35. The system of any of Examples 1-34, wherein the wedge angle α is between about 15 degrees and about 45 degrees.

36. The system of any of Examples 1-35, where the light source is disposed with respect to said input surface such that light from the source coupled into the wedge-shaped light turning element through said input surface is reflected by the end reflector and redirected by the plurality of turning features towards the first surface in an angular range between about 10 degrees with respect to a normal to the first surface.

37. The system of any of Examples 1-36, where the wedge-shaped light turning element comprises a waveguide, light from said light source total internally reflecting from at least said first surface.

38. The system of any of Examples 1-37, wherein the end reflector is configured to collimate the light from the emitter incident thereon.

39. The system of any of Examples 1-38, wherein input light surface includes turning features thereon to redirect light from the light source.

40. The system of any of Examples 1-39, wherein input light surface is orthogonal to said axis.

41. The system of any of Examples 1-40, wherein input light surface is tilted with an orthogonal to said axis.

42. The system of any of Examples 1-41, wherein said light source has an output face and an air gap is disposed between at least a portion of said output face of said light source and said input light surface of said wedge-shaped light turning element.
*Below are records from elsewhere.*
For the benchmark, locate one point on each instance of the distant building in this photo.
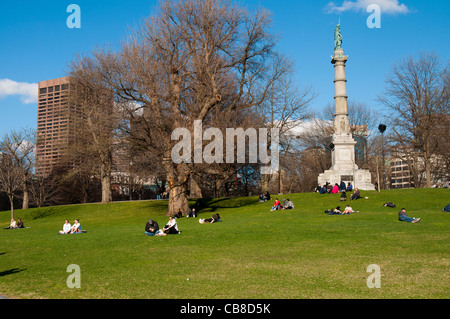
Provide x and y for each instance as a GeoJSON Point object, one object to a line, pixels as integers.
{"type": "Point", "coordinates": [401, 176]}
{"type": "Point", "coordinates": [55, 124]}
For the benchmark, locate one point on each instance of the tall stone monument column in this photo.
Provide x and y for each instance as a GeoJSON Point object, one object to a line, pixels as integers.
{"type": "Point", "coordinates": [343, 167]}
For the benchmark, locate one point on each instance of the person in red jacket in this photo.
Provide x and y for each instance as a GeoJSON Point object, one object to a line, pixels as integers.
{"type": "Point", "coordinates": [276, 204]}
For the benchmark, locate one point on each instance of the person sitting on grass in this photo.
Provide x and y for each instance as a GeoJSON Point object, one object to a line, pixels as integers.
{"type": "Point", "coordinates": [171, 227]}
{"type": "Point", "coordinates": [12, 224]}
{"type": "Point", "coordinates": [20, 223]}
{"type": "Point", "coordinates": [347, 210]}
{"type": "Point", "coordinates": [76, 227]}
{"type": "Point", "coordinates": [178, 214]}
{"type": "Point", "coordinates": [402, 216]}
{"type": "Point", "coordinates": [349, 187]}
{"type": "Point", "coordinates": [192, 213]}
{"type": "Point", "coordinates": [336, 211]}
{"type": "Point", "coordinates": [356, 194]}
{"type": "Point", "coordinates": [152, 229]}
{"type": "Point", "coordinates": [276, 205]}
{"type": "Point", "coordinates": [66, 228]}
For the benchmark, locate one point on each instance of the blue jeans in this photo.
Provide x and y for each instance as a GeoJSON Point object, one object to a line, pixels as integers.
{"type": "Point", "coordinates": [406, 219]}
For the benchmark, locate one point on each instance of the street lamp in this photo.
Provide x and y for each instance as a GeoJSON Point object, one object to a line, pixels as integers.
{"type": "Point", "coordinates": [382, 129]}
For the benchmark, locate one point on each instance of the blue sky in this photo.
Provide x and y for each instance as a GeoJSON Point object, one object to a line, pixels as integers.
{"type": "Point", "coordinates": [37, 45]}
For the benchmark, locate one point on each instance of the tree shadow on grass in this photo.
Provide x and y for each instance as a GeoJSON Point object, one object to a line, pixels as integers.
{"type": "Point", "coordinates": [10, 272]}
{"type": "Point", "coordinates": [212, 204]}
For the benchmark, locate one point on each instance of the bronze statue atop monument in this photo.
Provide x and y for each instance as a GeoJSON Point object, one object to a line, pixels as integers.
{"type": "Point", "coordinates": [344, 168]}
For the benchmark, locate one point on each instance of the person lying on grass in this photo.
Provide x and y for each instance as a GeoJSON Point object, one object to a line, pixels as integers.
{"type": "Point", "coordinates": [276, 205]}
{"type": "Point", "coordinates": [152, 229]}
{"type": "Point", "coordinates": [66, 228]}
{"type": "Point", "coordinates": [289, 204]}
{"type": "Point", "coordinates": [402, 216]}
{"type": "Point", "coordinates": [214, 219]}
{"type": "Point", "coordinates": [76, 227]}
{"type": "Point", "coordinates": [171, 227]}
{"type": "Point", "coordinates": [348, 210]}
43. The system of any of Examples 1-42, wherein said light source has an output face and at least a portion of said output face of said light source contacts said input light surface of said wedge-shaped light turning element.
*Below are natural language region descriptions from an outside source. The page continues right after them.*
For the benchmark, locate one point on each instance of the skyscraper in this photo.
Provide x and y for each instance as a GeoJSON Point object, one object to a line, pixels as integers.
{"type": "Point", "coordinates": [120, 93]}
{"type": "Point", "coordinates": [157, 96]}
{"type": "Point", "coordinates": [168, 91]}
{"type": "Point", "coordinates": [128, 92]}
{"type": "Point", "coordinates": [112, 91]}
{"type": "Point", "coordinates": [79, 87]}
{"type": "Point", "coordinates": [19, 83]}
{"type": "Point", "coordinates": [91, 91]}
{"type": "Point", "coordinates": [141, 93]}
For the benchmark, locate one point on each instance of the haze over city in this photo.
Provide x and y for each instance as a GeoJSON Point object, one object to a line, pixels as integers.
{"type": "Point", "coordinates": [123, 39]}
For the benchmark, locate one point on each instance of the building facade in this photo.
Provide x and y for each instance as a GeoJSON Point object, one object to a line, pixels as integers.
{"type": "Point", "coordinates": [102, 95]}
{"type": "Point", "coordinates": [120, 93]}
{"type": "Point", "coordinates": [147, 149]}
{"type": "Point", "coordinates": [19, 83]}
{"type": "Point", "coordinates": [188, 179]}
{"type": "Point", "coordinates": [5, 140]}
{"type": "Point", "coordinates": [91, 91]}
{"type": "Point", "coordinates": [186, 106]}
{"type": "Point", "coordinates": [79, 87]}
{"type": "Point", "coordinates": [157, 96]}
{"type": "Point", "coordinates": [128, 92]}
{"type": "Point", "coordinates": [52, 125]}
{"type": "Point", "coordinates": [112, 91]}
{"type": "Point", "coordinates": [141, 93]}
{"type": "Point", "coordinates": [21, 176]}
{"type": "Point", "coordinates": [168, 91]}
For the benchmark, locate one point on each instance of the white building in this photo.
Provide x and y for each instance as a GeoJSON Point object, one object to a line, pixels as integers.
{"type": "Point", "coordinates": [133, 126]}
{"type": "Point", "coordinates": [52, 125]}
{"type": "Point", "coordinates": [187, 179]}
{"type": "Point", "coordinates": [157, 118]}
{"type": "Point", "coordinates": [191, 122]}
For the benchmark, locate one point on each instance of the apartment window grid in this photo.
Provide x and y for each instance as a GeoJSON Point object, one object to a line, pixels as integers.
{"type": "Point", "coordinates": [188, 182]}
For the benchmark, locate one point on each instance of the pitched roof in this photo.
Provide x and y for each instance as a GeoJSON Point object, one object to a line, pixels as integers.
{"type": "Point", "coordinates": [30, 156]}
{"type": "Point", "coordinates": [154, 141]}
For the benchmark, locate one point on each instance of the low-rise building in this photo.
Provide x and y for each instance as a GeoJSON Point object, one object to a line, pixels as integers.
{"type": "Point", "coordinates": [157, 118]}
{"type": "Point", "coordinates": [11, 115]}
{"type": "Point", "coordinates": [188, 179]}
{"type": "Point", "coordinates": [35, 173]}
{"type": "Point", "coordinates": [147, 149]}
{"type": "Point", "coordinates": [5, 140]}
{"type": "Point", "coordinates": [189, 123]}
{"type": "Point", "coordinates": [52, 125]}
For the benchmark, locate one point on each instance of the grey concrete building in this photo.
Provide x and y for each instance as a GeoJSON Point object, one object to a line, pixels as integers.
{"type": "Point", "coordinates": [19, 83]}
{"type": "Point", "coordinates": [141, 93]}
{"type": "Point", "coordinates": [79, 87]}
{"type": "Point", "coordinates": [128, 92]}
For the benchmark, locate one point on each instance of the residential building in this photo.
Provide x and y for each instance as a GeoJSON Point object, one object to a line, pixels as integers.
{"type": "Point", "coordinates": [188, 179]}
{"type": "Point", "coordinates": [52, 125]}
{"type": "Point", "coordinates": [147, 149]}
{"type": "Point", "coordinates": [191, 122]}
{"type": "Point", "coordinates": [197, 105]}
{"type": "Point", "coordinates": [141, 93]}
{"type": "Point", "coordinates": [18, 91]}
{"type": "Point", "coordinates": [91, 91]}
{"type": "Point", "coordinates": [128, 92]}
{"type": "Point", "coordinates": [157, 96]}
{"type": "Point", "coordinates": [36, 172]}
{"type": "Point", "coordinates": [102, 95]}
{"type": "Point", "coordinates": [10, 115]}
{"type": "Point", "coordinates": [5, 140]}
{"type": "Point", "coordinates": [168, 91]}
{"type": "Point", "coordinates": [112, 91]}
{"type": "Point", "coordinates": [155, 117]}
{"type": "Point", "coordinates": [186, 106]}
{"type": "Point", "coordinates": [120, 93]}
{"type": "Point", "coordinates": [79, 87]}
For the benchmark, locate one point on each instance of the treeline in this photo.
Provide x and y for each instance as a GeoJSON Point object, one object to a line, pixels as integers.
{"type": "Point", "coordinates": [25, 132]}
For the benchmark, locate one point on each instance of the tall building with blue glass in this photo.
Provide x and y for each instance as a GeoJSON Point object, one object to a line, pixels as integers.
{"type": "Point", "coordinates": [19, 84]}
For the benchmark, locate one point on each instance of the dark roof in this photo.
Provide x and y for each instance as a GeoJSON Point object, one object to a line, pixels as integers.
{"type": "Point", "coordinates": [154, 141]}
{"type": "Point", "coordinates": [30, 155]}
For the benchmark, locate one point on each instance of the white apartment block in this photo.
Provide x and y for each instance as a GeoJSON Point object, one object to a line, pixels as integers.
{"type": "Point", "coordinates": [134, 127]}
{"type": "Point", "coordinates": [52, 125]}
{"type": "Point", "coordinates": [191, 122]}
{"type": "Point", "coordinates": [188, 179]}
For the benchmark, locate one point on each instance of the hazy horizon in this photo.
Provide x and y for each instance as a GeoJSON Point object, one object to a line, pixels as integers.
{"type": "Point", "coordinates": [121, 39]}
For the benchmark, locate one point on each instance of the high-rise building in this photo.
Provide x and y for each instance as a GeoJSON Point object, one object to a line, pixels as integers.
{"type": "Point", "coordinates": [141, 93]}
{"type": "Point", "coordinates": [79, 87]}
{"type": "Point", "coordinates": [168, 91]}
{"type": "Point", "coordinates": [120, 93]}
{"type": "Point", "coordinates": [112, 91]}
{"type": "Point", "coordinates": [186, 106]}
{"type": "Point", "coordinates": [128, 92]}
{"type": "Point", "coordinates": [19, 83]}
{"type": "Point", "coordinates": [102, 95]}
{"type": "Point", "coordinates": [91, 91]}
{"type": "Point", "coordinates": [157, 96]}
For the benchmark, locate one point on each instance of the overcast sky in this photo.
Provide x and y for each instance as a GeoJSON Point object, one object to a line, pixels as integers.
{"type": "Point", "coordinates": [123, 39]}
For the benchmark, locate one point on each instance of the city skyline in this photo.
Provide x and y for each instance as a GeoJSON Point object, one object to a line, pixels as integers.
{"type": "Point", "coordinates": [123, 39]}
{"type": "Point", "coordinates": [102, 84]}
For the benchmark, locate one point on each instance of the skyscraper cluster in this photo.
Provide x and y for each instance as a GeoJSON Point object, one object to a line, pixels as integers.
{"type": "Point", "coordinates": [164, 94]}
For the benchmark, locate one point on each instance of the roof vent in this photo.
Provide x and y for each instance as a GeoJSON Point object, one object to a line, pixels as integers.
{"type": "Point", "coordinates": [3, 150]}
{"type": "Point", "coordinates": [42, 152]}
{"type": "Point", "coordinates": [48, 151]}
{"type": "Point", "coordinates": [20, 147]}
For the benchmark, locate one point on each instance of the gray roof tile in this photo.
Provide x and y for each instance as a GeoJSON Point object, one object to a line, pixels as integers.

44. The system of any of Examples 1-43, wherein further comprising a deflector configured to deflect light input from said light source through said input light surface.

45. The system of any of Examples 1-44, wherein the light source is in optical communication with the input light surface of the wedge-shape light turning element via an optical fiber.

46. The system of any of Examples 1-45, wherein the light source comprises at least one of a laser or an LED.

47. The system of any of Examples 1-46, wherein the light source is configured to deliver at least red, green, and blue light into the wedge-shaped light turning element through the light input surface.

48. The system of any of Examples 1-47, wherein said light source comprises a plurality of emitters or illumination modules configured to output light.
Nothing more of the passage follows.